Monday, January 17, 2011

Momus - Hypnoprism

The fact that I only discovered yesterday that Momus, once one of the top figures in my list of musical heroes, had put out a new album last year. Hypnoprism isn't a bad record--it's certainly better than his last, JoeMus--but it has me wondering again why he won't just write the songs he seems to want to write.

For the last few years, I've felt like Momus was losing his way. JoeMus was the culmination of that, unbearably self-indulgent and self-sabotaging. After three increasingly absurd and experimental albums (Oskar Tennis Champion, Otto Spooky, and Ocky Milk), JoeMus felt like it wanted to be a catchy, frivolous pop record, but couldn't escape its curator's desire to remain a part of the experimental scene in which he had worked so hard to be accepted. Almost every song found a way to destroy itself just when it was getting good.

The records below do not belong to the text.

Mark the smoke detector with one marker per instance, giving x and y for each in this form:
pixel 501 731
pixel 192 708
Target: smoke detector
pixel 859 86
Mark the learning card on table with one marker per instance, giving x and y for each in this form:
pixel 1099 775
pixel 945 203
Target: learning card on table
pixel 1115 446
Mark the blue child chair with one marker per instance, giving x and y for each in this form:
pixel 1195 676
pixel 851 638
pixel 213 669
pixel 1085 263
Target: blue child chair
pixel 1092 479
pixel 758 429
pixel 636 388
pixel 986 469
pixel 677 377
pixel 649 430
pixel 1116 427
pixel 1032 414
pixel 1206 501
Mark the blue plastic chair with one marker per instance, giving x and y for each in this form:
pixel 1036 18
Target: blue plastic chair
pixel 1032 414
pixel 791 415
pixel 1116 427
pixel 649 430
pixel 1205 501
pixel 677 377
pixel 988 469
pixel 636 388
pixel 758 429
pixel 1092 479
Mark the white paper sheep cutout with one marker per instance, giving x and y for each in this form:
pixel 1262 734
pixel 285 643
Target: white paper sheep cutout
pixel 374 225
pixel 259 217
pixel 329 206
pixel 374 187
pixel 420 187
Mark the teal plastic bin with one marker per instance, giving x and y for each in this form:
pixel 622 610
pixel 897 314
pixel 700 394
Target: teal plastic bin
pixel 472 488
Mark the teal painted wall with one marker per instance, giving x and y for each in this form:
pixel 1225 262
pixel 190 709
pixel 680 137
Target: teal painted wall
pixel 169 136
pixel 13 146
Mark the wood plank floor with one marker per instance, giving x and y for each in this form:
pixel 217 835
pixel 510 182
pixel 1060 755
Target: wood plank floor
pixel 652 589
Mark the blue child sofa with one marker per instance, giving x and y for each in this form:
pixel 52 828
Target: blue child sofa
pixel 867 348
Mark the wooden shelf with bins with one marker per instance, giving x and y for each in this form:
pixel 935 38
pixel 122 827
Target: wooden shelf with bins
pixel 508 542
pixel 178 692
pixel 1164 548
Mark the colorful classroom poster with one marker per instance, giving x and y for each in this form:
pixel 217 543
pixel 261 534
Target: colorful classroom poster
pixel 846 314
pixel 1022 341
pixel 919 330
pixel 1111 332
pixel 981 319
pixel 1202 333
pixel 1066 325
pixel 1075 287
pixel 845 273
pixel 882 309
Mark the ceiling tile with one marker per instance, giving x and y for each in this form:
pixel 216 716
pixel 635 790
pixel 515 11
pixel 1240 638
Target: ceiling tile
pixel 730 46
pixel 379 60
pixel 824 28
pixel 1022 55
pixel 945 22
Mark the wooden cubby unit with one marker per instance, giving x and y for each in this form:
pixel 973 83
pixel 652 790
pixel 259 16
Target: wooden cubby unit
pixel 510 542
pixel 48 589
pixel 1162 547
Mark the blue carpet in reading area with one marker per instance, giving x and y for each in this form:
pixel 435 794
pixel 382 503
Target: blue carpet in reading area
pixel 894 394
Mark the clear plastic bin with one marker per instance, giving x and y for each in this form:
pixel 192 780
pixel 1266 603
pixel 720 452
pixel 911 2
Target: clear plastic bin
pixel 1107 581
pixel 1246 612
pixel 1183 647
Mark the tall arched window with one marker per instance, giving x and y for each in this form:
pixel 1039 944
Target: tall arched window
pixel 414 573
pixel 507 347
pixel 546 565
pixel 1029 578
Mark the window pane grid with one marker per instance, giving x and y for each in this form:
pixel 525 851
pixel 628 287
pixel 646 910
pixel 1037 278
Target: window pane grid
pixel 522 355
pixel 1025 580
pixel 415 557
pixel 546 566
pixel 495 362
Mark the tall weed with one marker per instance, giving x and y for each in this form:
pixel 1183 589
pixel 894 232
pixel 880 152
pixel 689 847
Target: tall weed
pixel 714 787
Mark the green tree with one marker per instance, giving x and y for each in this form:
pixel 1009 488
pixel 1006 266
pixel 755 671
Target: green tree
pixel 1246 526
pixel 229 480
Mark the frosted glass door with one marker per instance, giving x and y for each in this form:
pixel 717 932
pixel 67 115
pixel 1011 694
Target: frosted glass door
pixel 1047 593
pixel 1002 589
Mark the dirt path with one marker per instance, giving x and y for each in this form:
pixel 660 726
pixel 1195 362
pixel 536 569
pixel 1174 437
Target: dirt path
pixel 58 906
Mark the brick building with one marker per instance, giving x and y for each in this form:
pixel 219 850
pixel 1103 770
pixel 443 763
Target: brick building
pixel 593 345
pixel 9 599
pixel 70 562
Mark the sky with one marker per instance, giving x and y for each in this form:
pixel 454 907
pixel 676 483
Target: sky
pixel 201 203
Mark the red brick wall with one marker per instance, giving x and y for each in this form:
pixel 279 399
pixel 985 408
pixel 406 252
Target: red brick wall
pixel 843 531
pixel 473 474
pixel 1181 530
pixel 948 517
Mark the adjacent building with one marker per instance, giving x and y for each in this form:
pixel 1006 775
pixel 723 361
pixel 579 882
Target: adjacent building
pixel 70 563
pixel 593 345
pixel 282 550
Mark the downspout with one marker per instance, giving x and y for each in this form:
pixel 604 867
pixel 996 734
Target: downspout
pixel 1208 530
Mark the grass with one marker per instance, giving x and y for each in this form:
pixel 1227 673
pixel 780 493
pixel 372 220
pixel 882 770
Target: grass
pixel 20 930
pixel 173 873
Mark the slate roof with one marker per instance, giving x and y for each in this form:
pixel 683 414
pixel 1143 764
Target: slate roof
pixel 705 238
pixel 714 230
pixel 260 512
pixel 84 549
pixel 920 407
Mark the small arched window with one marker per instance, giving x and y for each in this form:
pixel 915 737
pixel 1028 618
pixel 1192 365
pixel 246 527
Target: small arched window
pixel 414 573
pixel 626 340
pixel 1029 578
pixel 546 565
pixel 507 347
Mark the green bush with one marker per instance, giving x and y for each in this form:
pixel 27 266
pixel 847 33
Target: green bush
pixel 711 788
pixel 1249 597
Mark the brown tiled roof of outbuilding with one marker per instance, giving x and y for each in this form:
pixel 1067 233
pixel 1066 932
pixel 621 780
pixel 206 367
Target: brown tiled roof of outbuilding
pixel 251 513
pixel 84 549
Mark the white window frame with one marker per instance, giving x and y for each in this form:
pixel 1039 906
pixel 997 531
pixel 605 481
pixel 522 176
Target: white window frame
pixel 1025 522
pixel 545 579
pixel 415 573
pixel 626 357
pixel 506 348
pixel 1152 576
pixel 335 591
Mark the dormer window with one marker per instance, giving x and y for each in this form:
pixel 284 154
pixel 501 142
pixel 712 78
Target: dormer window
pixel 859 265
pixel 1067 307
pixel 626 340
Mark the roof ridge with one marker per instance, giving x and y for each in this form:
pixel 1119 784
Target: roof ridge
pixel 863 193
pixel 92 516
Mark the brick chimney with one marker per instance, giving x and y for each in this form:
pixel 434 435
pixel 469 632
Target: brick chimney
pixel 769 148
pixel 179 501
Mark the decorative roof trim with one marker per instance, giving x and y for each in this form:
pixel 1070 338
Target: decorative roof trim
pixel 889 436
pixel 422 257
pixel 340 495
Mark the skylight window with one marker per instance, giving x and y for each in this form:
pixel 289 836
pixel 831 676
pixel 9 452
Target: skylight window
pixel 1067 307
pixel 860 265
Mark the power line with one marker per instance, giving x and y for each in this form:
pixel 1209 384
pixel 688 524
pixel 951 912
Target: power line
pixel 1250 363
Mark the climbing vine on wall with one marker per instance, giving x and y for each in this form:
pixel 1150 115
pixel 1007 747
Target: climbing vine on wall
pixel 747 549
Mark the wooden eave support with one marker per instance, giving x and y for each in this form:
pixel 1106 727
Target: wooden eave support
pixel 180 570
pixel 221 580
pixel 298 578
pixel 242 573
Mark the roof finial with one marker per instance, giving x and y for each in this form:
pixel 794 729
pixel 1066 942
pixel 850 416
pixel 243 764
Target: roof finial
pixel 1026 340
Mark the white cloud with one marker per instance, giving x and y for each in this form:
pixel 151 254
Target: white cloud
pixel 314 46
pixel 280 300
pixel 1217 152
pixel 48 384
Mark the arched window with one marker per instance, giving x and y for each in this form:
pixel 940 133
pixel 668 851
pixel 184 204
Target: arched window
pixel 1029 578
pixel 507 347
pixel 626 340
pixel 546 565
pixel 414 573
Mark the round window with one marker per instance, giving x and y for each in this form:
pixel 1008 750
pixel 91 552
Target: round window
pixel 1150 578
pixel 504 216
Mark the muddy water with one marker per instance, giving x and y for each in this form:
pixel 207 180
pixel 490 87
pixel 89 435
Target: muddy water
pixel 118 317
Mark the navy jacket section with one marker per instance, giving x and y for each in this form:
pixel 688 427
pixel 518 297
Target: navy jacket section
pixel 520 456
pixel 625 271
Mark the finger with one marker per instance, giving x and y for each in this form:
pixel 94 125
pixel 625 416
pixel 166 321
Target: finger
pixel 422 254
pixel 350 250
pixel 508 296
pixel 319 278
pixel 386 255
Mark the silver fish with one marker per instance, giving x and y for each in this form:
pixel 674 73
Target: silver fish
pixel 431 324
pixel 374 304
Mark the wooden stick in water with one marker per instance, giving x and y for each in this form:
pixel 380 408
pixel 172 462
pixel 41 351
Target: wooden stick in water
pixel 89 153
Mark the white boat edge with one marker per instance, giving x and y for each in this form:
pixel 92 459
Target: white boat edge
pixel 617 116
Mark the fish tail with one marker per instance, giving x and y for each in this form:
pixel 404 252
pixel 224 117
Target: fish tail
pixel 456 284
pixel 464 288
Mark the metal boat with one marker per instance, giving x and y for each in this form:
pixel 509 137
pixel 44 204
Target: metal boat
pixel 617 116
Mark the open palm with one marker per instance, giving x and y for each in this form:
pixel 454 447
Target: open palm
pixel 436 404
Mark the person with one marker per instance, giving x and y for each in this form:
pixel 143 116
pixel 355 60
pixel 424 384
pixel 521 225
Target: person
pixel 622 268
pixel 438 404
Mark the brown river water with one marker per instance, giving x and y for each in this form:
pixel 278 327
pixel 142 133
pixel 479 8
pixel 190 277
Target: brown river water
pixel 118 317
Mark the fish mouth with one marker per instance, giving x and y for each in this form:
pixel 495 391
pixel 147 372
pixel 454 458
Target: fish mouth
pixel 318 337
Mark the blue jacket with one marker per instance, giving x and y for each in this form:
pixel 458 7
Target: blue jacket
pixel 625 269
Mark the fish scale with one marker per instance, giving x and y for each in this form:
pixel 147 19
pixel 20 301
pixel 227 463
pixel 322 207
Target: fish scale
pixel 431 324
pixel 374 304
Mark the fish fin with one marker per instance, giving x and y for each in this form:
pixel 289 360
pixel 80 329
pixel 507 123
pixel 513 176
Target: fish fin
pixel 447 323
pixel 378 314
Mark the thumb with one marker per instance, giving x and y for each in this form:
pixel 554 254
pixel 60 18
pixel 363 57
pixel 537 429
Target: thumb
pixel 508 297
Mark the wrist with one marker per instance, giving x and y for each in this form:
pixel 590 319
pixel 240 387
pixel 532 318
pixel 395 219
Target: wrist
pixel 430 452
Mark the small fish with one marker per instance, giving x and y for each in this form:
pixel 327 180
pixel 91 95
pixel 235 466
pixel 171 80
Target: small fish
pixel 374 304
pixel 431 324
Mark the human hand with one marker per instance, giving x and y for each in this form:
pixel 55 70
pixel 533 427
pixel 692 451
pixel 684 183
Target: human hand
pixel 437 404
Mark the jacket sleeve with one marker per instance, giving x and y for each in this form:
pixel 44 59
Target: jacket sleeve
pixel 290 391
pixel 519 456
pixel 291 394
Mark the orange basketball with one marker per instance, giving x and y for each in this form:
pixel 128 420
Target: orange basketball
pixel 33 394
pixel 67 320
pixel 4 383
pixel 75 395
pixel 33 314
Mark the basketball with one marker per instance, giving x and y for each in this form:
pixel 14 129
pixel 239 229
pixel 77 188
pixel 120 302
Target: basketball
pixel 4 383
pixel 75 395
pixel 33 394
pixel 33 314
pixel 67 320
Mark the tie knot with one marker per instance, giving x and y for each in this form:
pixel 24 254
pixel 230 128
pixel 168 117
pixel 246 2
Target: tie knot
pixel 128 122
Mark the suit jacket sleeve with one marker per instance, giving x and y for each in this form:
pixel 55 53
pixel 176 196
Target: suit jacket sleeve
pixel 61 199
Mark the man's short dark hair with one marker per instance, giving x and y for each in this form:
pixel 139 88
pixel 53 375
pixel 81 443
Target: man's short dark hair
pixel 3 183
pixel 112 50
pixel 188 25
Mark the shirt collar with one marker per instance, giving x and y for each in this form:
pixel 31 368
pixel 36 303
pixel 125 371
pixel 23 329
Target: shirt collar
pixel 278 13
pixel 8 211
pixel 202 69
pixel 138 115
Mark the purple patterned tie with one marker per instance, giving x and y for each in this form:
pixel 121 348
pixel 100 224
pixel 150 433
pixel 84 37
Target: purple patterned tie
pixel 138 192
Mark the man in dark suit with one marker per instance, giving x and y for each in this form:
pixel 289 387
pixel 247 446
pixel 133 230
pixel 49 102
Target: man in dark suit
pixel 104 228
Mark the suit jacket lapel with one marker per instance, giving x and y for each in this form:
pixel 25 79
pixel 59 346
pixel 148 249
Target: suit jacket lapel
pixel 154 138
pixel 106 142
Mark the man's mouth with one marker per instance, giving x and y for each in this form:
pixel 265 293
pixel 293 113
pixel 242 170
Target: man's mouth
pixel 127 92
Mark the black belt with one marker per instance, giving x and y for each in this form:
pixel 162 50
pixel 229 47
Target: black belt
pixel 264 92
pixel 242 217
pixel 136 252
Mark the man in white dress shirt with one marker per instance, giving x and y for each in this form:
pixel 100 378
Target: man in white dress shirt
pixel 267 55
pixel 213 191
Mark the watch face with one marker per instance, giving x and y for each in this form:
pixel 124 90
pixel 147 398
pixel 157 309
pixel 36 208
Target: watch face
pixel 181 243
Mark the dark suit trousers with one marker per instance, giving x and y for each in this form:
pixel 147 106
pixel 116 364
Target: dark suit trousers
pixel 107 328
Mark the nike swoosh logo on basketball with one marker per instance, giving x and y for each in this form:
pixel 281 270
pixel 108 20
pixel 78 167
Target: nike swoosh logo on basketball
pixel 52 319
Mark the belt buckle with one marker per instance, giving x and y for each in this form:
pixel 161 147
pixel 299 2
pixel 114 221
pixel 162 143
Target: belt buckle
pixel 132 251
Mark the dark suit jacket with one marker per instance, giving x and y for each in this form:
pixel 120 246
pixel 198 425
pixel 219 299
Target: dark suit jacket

Hypnoprism may be a light at the end of a long tunnel, or it may just be a sign that Momus has run out of ideas. On one hand, it eschews the excessive use of pitch shifting and time-stretching that made JoeMus so tedious. On the other, it sounds a little like a greatest hits collection populated with songs that were never actually released before. There are distinct echoes of Momus's heyday, with several songs recalling the 1996 album Ping-Pong, and others going even farther back than that. It's nice to hear that Currie can still write a (relatively) straightforward pop tune, but it's also a little worrying to hear him going back to the same old themes yet again. "Evil Genius" and "Death Ruins Everything" are songs he's already written several times over, and "Datapanik" (a eulogy for a crashed hard drive) might have been witty in 1999, but now, it's a little too universal.

At least Hypnoprism ends on a high note, back-loaded as it is with the two best songs on the album. The first, a cover of Josef K's unrecorded "Adoration," is the most successful realization of Afropop yet in Momus's catalog (and surely inspired by his recent collaboration with Vampire Weekend). The second, "Strawberry Hill" is a brilliant pastiche of Ryuichi Sakamoto and Herbie Hancock. It's both the freshest and most refreshing track on the album--if only more of it could have sounded like that!

Two things still appear certain: Momus will continue to make records, possibly until the day he dies; and he will continue to be equal parts fascinating and frustrating.